Manajer PO MTrans, Abdul Malik, menegaskan bahwa penggunaan klakson dengan suara pidato Presiden Jokowi tersebut bukanlah bagian dari agenda kampanye politik. Ia menjelaskan bahwa klakson tersebut merupakan inisiatif dari kru bus dan dipasangi secara mandiri oleh kru, bukan atas perintah perusahaan.
“Itu inisiatif kru kami, mas. Bukan dari perusahaan,” ujar Abdul Malik, merujuk pada kru yang bertugas pada bus tersebut. Menurutnya, pemasangan klakson bernada provokatif itu dilakukan oleh kru bus secara pribadi tanpa sepengetahuan dan persetujuan dari manajemen PO MTrans.

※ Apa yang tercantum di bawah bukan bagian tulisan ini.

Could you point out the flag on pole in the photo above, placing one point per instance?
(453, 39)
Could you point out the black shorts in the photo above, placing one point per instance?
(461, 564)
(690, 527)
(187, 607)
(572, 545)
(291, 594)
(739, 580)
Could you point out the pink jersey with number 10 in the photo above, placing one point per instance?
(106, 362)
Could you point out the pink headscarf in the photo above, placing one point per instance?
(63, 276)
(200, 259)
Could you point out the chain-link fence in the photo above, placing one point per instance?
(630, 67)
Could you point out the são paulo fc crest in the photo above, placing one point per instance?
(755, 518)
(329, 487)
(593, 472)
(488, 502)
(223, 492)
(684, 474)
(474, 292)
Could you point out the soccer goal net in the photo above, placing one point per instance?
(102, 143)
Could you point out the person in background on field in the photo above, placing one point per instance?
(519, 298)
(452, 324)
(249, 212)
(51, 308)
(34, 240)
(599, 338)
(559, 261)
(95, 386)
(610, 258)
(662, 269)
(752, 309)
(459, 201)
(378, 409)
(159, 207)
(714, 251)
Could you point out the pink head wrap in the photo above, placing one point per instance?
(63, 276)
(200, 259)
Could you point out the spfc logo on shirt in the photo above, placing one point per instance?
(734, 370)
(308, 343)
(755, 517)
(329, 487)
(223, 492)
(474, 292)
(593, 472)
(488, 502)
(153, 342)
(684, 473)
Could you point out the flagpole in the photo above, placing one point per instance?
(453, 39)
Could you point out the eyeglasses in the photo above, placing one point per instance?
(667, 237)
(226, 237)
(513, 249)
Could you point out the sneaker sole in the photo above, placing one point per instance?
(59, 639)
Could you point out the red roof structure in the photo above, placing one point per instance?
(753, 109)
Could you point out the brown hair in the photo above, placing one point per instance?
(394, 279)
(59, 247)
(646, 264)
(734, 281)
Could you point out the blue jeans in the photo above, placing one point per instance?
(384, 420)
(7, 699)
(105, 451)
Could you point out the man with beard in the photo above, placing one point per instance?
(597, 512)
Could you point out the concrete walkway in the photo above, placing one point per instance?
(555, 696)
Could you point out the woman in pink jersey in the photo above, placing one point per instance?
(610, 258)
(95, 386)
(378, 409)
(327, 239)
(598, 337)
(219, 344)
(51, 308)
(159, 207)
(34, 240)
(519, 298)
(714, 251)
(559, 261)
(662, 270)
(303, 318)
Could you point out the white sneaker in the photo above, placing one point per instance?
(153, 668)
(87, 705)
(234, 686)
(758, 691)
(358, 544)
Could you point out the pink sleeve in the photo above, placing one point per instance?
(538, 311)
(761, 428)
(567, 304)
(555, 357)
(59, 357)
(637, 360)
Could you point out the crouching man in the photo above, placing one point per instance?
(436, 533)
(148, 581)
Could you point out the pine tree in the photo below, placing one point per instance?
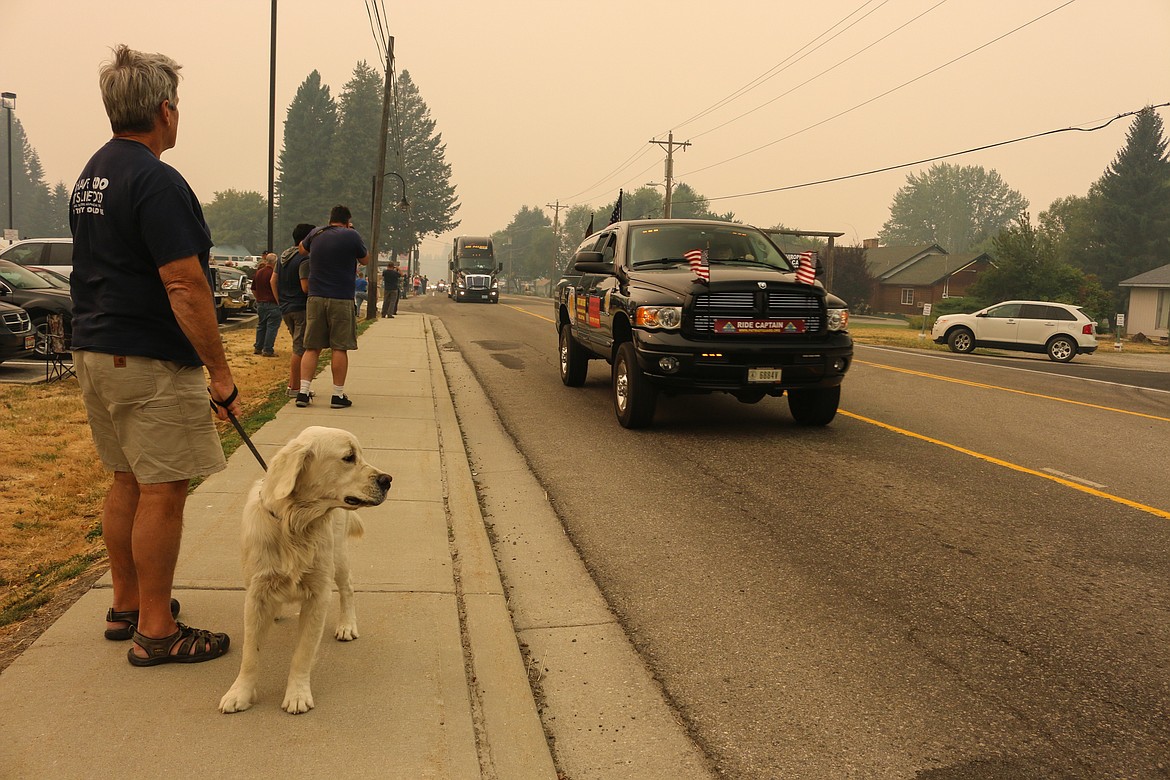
(309, 129)
(353, 158)
(417, 153)
(957, 207)
(32, 207)
(1130, 207)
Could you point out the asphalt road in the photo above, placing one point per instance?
(962, 577)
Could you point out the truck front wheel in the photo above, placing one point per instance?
(573, 359)
(814, 407)
(633, 397)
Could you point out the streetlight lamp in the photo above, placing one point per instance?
(8, 99)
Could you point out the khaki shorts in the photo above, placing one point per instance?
(149, 418)
(330, 323)
(295, 323)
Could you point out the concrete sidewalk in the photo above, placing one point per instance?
(435, 687)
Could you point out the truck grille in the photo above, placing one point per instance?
(18, 322)
(762, 304)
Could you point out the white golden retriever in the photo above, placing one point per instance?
(295, 529)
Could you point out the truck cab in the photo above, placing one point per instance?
(692, 306)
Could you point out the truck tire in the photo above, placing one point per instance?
(633, 397)
(573, 359)
(814, 407)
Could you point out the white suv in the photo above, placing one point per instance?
(1059, 330)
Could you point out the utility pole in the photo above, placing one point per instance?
(272, 135)
(668, 145)
(556, 236)
(378, 186)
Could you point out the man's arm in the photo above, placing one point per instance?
(192, 303)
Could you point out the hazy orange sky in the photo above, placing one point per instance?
(539, 102)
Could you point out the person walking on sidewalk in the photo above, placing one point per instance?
(268, 311)
(391, 277)
(144, 329)
(291, 275)
(335, 253)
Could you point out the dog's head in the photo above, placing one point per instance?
(325, 467)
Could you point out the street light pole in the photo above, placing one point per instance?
(9, 103)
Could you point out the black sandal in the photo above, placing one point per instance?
(131, 618)
(206, 646)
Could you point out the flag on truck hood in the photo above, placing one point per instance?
(699, 264)
(806, 273)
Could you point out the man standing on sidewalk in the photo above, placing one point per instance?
(391, 277)
(291, 276)
(334, 252)
(143, 331)
(268, 311)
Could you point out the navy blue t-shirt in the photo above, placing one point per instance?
(130, 214)
(334, 253)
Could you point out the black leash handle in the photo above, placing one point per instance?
(232, 418)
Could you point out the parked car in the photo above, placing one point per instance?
(39, 298)
(56, 280)
(631, 297)
(16, 335)
(1059, 330)
(232, 292)
(55, 254)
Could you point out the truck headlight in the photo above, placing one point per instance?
(659, 317)
(838, 319)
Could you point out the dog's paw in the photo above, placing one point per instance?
(238, 698)
(297, 699)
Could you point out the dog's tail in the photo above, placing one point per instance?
(353, 526)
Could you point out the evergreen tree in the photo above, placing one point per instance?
(353, 157)
(32, 206)
(240, 219)
(957, 207)
(309, 128)
(1129, 208)
(1026, 266)
(415, 152)
(525, 247)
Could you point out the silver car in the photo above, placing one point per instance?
(1059, 330)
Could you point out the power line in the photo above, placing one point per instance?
(831, 68)
(784, 64)
(889, 91)
(940, 157)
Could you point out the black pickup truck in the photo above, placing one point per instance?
(695, 306)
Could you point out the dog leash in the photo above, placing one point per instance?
(226, 402)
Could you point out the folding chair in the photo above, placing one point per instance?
(57, 350)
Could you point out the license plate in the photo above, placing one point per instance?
(763, 374)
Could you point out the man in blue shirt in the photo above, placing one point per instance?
(335, 253)
(143, 332)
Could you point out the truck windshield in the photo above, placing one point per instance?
(669, 243)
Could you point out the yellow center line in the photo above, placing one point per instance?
(1009, 390)
(1014, 467)
(530, 313)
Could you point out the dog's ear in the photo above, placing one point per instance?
(286, 469)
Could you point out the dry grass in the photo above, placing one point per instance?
(52, 487)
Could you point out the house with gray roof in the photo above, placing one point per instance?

Lebih lanjut, Abdul Malik mengungkapkan bahwa pihaknya tidak mengetahui kapan tepatnya klakson tersebut dipasang pada bus. Ia juga menekankan bahwa PO MTrans sebagai perusahaan tidak pernah memberikan izin atau arahan kepada kru untuk memasang fasilitas semacam itu. “Kami tidak tahu kapan dipasangnya, dan kami pun tidak pernah mengizinkan hal seperti itu,” tambahnya.
Terkait dengan viralnya video tersebut, Abdul Malik menyatakan bahwa PO MTrans akan segera menindaklanjuti dengan melakukan evaluasi internal. Hal ini dilakukan untuk mencegah kejadian serupa terulang di masa mendatang. “Kami akan melakukan evaluasi internal supaya tidak terulang lagi,” pungkasnya.